| HN Mirror

Y	Hacker News new \| ask \| show \| jobs

by FreakLegion 3266 days ago

> catching up

Not quite. The n-hashing methods described in that paper are rather different from yours. They're significantly faster, for one thing, which matters if you're building e.g. high-performance networking products.

An equally important contribution of the paper though is providing a framework for proving the reliability of such methods. There are areas of software development where "in practice this has worked fine for me" isn't good enough.

1 comments

natch 3266 days ago

I see, I misunderstood your first comment. I took it as you posting a paper about the technique I described, and when you said "This is pretty standard practice now." I thought you meant "this, what natch just said in his comment," as opposed to "this, what the paper said."

So they're still doing multiple hash functions as standard practice, you're saying? Wow.

Yes their methods are rather different I see.

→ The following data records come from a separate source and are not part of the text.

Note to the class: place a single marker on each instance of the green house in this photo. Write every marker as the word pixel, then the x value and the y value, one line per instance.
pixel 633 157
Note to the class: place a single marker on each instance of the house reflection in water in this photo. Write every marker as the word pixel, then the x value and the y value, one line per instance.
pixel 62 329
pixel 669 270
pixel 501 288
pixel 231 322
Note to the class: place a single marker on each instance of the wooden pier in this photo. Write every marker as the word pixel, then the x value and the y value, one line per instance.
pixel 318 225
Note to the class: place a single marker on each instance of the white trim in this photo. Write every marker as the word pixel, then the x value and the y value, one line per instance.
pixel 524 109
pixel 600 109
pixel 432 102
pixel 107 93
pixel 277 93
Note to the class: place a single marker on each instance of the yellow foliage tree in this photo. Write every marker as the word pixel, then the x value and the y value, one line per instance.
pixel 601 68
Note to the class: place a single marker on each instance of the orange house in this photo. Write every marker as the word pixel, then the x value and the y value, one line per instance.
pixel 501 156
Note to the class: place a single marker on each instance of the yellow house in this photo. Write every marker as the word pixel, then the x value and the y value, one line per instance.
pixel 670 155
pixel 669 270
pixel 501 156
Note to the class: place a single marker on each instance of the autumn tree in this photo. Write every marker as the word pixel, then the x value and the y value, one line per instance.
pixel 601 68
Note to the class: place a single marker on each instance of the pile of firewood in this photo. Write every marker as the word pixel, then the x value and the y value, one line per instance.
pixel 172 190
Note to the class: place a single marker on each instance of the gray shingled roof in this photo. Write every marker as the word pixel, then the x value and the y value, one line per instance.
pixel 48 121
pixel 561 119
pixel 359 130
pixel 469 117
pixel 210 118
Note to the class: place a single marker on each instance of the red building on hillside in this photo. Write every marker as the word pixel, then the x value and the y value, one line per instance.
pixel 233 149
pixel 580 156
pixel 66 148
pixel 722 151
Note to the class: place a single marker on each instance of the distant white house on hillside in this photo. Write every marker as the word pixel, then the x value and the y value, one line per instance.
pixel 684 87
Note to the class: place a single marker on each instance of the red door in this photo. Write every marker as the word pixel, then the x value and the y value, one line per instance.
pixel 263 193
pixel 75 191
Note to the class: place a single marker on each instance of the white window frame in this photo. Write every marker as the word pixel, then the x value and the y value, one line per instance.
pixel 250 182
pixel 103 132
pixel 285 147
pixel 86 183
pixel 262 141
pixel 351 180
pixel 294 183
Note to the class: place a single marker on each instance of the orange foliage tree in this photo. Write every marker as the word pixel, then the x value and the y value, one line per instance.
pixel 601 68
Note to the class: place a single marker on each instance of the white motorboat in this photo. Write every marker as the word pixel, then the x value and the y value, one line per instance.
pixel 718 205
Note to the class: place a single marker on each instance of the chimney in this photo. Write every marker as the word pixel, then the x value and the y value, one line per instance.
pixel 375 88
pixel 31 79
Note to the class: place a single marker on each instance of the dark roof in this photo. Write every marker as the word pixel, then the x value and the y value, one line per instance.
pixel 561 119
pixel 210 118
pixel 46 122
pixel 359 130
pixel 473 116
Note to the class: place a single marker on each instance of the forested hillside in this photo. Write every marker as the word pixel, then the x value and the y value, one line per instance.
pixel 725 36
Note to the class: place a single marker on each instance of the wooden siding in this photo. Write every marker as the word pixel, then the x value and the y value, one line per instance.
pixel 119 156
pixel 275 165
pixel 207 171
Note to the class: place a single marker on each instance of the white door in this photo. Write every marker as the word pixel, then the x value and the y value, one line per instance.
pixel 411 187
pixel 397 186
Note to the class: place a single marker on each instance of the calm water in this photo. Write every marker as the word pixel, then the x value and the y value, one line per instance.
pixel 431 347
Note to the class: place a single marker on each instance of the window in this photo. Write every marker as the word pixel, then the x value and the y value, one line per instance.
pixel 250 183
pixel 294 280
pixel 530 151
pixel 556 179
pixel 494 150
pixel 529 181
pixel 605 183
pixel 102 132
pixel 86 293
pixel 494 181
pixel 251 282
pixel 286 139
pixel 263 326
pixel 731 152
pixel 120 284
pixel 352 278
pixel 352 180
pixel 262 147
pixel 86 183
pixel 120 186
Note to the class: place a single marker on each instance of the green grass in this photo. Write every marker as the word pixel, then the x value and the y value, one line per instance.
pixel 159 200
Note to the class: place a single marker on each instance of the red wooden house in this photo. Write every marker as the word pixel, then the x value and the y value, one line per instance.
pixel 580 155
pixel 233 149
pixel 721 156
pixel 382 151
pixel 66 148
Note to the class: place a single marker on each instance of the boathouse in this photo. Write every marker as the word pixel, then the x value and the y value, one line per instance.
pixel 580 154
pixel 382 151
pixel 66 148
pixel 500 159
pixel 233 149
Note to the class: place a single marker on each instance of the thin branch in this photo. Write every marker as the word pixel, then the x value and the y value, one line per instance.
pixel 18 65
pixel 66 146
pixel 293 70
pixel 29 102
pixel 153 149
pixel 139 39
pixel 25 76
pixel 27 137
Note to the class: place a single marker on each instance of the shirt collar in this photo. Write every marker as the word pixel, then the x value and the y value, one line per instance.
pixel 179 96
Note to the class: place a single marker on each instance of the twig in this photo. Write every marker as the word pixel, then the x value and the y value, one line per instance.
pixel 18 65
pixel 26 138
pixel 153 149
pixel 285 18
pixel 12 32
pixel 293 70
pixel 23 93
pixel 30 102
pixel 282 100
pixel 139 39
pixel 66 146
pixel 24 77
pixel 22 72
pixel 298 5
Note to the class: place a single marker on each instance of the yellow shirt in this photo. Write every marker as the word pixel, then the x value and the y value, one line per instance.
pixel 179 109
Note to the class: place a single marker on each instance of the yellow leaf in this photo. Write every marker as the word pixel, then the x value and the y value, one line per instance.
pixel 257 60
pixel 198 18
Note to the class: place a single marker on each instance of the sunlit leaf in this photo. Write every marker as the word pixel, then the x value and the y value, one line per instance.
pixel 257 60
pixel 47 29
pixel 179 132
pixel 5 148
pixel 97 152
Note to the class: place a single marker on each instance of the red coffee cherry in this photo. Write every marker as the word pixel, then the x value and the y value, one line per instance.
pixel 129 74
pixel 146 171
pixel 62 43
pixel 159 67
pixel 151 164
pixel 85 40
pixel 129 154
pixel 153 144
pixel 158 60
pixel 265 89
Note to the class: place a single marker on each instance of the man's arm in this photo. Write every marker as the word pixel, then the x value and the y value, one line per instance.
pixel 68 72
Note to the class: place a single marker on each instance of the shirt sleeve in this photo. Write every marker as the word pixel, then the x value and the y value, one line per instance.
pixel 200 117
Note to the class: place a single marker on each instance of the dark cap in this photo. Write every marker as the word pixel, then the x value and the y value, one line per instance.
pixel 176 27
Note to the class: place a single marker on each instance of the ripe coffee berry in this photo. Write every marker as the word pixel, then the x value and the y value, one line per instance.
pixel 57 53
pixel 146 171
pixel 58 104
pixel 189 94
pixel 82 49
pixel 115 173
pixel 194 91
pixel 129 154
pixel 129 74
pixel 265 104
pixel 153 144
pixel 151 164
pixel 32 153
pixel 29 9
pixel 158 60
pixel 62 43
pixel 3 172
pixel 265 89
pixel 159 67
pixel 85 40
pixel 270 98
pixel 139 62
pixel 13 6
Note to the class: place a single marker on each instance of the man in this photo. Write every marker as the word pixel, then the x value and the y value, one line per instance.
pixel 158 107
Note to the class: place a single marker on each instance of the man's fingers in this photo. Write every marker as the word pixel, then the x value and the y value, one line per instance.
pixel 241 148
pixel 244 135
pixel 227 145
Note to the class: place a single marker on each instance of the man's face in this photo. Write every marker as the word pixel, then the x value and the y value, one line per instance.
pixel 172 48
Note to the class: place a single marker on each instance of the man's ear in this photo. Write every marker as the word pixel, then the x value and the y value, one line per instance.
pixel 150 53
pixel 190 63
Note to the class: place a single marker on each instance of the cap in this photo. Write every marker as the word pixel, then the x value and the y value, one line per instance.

Indeed using multiple salts is slower than two hashes.

What I do now instead of that (the salts method was easier to explain) is just one hash, currently SHA-1 but may move to BLAKE2 soon, and chop the result of that up into 20-bit pieces that I use as hash values, modulo the bit array size. How do you think this would compare to what they do?

FreakLegion 3265 days ago

> What I do now

Same here (and if you're interested in trying out some new hash functions for performance-related reasons, I'll recommend fast non-cryptographic options like xxHash and MurmurHash). You can still use your chopped-up hashes to generate additional values if needed, depending on the desired error rate.

Do watch out for modulo bias when mapping the chopped-up hashes to the array, though. For max hash value >>> array size the bias is going to be vanishingly small, but if you're clipping the hashes to the nearest power of two greater than the array size, things could get ugly.